А когда поднялись ещё выше и дорога сделалась едва различимой на россыпях обкатанных паводковыми потоками камней, я начал опасаться за железное здоровье «корейца».
Порядком помотавшись по сердитым булыганам, встали.
Впереди в камнях, едва покрывая им лбы, бежала светлая речка. По нынешней поре – просто ручей.
Мурод, однако, решил осмотреть место переправы.
Мы тоже вышли размять ноги.
Я прогулялся вдоль берега. Попрыгал с камня на камень. Потом присел в тени ивы на обломок скалы.
Под ногами журчала вода. Вокруг было солнечно, величественно и устрашающе спокойно. Зелень на склонах, осыпи, близкие гряды горных кряжей, далёкие, отороченные по гребню снегами хребты.
Взгляд, погружённый в грозную массу пространства, не робел – отзывался ощущением причастности к этому огромному и разному миру.
Какой бесконечный день…
Я видел, но всё ещё не чувствовал эту землю. Слишком много впечатлений – идут внахлёст. Картинка меняется. Всё время меняется. Избыток опустошающих мельканий.
Впрочем, проживи здесь год – да, многое поймётся, врастёт в сознание, уляжется, но чтобы почувствовать эту землю, сюда придётся вернуться. Только возвращение, повторение однажды уже испробованного и пройденного позволяет войти во вкус, оценить что-то в полноте его достоинства.
Первый раз – всегда только проба, прикосновение, ещё не открывающее глубины переживания. Так – с музыкой, лакомством, страной. Только вдохнув аромат вновь, отдашь должное и ему, и вспыхнувшим воспоминаниям.
Так вот к чему это – про солнечного русского: странствует с надеждой, возвращается с благодарностью…
А жизнь? Та, что начинается рождением и заканчивается последним вздохом? Возможно ли вернуться, чтобы вкусить её уже по-настоящему? Надо бы наколдовать: перед смертью бросить на землю монету…

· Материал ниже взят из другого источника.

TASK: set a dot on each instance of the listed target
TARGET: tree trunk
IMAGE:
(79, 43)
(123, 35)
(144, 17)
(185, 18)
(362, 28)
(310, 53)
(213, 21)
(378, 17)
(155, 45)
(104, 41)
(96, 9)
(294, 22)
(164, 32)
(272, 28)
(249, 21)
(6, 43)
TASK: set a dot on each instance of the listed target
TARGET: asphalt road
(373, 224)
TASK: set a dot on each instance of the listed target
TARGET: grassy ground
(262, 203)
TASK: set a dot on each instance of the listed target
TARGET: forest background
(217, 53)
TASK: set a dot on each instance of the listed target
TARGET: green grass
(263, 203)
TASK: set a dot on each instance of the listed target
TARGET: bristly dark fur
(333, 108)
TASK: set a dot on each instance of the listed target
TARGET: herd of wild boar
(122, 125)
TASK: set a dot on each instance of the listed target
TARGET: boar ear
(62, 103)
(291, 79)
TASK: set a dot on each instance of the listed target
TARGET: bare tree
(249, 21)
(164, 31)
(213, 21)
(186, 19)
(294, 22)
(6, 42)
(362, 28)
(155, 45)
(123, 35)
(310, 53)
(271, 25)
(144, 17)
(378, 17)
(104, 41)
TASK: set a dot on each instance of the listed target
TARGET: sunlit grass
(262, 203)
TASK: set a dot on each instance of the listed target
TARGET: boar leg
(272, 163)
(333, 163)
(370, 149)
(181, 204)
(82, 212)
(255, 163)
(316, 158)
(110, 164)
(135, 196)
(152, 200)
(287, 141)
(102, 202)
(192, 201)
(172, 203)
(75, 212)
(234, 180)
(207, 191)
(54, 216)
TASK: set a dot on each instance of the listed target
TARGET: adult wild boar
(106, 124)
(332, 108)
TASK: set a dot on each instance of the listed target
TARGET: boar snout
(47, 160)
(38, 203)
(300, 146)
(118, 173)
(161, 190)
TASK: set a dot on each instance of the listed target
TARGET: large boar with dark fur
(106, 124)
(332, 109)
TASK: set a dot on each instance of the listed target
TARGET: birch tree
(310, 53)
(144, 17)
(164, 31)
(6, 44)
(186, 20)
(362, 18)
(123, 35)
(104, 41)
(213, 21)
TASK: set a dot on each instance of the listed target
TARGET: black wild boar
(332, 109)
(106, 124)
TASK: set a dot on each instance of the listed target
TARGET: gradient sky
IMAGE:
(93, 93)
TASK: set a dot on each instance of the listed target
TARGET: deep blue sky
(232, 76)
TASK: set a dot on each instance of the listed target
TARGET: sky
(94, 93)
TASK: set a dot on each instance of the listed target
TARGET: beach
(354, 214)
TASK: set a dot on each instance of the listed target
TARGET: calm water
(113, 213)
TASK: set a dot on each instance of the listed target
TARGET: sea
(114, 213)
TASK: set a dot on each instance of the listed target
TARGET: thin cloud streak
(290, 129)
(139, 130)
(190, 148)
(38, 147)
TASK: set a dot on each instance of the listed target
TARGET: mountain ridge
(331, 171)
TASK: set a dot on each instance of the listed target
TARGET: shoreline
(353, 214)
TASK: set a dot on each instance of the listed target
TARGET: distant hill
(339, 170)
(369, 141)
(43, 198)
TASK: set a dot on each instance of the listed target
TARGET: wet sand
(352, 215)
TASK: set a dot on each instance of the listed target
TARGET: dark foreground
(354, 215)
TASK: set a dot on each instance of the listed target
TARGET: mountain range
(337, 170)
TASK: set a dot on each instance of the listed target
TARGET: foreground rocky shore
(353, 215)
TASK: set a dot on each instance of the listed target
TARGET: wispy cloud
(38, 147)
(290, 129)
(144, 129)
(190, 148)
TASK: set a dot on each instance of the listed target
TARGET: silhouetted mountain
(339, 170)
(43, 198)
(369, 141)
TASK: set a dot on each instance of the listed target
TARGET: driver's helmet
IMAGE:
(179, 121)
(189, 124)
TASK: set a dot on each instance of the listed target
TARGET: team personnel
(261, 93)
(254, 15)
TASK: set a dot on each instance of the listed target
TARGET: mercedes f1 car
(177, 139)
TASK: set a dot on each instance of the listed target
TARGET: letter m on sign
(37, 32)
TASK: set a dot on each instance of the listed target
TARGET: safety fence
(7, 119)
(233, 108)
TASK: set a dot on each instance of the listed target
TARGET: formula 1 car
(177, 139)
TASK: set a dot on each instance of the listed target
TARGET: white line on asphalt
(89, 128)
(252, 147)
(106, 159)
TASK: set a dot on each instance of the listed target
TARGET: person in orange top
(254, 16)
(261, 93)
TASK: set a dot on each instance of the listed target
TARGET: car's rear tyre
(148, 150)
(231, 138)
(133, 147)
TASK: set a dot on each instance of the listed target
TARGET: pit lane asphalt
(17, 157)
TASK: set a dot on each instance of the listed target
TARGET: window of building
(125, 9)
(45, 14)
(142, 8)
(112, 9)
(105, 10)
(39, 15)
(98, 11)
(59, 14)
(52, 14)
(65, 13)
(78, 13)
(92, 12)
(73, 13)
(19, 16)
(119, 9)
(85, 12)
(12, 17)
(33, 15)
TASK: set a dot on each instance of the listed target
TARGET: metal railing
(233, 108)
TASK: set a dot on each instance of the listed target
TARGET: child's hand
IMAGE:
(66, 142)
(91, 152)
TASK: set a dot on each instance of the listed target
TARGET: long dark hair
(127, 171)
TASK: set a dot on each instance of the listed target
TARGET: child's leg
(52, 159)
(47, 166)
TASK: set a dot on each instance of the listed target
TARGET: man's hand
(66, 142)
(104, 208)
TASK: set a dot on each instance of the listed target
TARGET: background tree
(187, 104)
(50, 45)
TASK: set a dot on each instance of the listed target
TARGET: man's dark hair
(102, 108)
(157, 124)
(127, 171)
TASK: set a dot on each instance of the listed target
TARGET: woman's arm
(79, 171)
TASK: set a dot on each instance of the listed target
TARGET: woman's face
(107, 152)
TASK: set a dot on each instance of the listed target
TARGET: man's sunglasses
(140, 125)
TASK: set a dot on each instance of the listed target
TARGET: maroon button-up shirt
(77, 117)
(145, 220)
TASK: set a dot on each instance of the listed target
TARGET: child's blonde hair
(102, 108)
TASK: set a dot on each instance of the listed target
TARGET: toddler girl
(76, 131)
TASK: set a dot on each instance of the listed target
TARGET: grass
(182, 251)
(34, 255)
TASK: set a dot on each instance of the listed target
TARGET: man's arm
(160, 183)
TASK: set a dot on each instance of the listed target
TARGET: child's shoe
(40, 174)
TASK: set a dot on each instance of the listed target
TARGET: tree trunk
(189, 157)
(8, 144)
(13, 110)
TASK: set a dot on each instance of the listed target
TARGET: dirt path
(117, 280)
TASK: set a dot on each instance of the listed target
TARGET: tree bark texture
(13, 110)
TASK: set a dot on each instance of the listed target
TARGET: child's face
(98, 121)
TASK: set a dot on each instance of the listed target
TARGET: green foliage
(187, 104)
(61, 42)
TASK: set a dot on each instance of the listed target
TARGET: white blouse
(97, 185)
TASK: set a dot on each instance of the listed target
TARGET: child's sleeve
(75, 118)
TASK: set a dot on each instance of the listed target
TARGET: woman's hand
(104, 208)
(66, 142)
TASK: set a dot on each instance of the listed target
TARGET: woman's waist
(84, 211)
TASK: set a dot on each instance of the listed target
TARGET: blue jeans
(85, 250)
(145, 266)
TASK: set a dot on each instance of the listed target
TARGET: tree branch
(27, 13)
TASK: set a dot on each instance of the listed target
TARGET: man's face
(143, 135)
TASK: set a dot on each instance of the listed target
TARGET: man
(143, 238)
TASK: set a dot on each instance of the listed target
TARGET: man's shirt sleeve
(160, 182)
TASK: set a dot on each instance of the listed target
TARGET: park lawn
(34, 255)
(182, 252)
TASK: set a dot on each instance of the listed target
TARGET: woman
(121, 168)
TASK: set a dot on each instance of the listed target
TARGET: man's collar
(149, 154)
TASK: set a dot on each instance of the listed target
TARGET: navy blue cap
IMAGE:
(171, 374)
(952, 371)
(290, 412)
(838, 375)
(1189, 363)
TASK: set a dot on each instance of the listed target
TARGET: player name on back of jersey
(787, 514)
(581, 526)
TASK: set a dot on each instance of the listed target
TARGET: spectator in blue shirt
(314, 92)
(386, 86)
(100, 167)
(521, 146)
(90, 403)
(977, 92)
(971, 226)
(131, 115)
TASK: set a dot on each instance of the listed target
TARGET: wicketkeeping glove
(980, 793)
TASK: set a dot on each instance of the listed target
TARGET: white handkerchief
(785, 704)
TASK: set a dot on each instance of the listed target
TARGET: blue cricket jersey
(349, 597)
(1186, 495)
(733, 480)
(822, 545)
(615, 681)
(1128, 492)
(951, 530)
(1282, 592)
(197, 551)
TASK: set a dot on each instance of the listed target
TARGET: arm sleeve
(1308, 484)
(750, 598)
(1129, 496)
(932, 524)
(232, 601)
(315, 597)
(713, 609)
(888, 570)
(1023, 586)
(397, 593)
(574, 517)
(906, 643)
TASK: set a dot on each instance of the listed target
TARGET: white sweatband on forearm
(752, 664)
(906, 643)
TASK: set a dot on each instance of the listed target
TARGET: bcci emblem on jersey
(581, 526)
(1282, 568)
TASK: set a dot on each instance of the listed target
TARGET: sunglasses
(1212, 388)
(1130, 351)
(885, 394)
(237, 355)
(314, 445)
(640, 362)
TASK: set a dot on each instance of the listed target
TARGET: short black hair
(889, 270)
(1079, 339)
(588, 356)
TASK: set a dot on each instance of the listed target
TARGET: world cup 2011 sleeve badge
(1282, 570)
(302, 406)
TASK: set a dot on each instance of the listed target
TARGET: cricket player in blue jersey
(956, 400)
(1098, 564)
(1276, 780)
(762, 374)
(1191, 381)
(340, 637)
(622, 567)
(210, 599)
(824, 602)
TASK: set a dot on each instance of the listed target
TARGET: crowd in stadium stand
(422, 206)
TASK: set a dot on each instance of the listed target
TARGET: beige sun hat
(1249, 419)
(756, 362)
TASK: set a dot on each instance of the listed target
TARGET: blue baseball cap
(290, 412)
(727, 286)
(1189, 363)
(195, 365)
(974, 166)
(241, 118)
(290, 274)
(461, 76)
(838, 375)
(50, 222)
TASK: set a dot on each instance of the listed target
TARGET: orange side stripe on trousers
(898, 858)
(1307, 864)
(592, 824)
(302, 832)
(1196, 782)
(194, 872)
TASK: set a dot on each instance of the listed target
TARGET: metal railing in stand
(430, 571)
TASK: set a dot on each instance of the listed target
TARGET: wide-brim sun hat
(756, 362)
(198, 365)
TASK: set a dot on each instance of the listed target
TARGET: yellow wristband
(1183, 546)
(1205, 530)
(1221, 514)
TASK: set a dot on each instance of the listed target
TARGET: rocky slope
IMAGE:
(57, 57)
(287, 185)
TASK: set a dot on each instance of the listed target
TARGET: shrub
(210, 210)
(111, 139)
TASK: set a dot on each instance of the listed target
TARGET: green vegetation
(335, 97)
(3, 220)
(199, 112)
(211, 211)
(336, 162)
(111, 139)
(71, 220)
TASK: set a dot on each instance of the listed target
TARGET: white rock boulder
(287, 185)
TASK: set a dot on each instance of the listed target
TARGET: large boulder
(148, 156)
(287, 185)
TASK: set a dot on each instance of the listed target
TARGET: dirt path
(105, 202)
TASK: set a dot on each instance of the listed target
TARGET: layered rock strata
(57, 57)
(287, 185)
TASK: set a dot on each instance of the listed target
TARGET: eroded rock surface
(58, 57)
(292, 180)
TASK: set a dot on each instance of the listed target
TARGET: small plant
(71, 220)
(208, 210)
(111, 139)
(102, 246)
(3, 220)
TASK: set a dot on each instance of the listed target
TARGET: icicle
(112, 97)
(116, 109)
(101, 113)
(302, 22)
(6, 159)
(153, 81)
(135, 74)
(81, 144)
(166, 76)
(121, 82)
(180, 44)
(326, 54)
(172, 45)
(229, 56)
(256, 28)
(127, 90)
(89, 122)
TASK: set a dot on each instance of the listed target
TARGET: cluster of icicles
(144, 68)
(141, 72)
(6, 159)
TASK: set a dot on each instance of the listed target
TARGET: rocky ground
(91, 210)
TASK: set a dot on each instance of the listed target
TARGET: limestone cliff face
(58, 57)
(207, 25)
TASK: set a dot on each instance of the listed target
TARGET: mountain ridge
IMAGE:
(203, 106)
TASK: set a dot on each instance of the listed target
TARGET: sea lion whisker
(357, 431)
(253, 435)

Внезапно рядом оказался Глеб. Оценивающе оглядел простор, как режиссёр – декорации. Остался недоволен, фотоаппарат не поднял.
Бывают минуты, когда чувства в человеке не умещаются – он весь мир принимает и весь мир готов собой наполнить.
Так сделалось со мной: я торопливо рассказал Глебу о смысле возвращения, о своих снах и о Тарараме, преображённом грёзой в неустрашимого солнечного русского.
Надеялся, должно быть: поделюсь, отдам кусочек своего дыхания, и Глеб подумает обо мне хорошо. Ведь это так по-человечески – сделать что-то и сладко мечтать, как твоё дело отзовётся в других и какие значительные, ласкающие фимиамом твоё неизбалованное самолюбие слова будут говорить о тебе за спиной.
– О чём ты? – сказал Глеб надменно, без эмоций, если договориться, что надменность – не движение чувств. – Оглянись: русские – толпа, стадо, дружно скачущее из безбожия в фатализм православия, где дух истреблён буквой и всё хорошее, что есть в христианстве, похоронено в золотой мишуре.